The expression of CDH17 in the majority of GI cancer can be determined by immunohistochemistry (IHC). Approximately 100% of colorectal, 90% of gastric adenocarcinoma and 82% of esophageal adenocarcinoma express CDH17. A correlation between the level of CDH17 expression in CRC and the cancer stage I to IV is shown in FIG. 1-3.

The present disclosure relates to development of a sensitive and specific assay for CDH17 in blood. In one embodiment, the assay (s) disclosed herein are useful for clinical sample validation. Both cancer cell culture media and patient blood samples were used for development, validation, and optimization of assays. Both sCDH17 and CDH17EV were readily detectable from cultured cancer cell media (FIG. 4-5). However, the cleaved forms of sCDH17 and potentially CDH17 on EV membranes in cancer cell culture media or patient blood could be different, namely, partial CDH17 comprising one or more but not all epitopes.
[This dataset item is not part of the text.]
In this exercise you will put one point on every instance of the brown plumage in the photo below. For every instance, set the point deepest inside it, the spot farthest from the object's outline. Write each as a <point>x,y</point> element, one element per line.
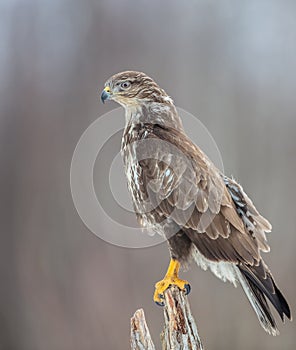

Thus, the emphasis is placed on identifying an array of antibodies that can capture all forms of CDH17 from patient samples.

Three platforms, proximity based chemiluminescence, ELISA and flow cytofluorometry as shown in FIG. 6, were compared to develop assays with the greatest sensitivity and dynamic range for sCDH17, CDH17EV, and total CDH17. Proximity luminescence has an advantage with a shorter assay time due to fewer steps. It also can enable very sensitive assays requiring very small analyte volumes (Yoshioka 2014). The assay captured sCDH17 and/or CDH17EV via immobilized CDH17 antibodies or LNP (specific for EV). Captured CDH17 were measured using functionally orientated non-competitive CDH17 antibodies (FIG. 8) or LNP (specifically detecting EV). An assay involving the purification of EV are avoided as this is challenging in clinical settings due to variable yield, processing time and costs (Contreras-Naranjo 2017). The most robust assay(s) are useful for clinical sample validation. In one embodiment, the assay developed herein quantitates CDH17 per volume of plasma/sera. The assay may serve as an early screen. Additionally, the assay may further incorporate analysis of EV DNA or RNA for relevant gene mutations and assessment of the CDH17 EV membrane proteins for tissue of origin.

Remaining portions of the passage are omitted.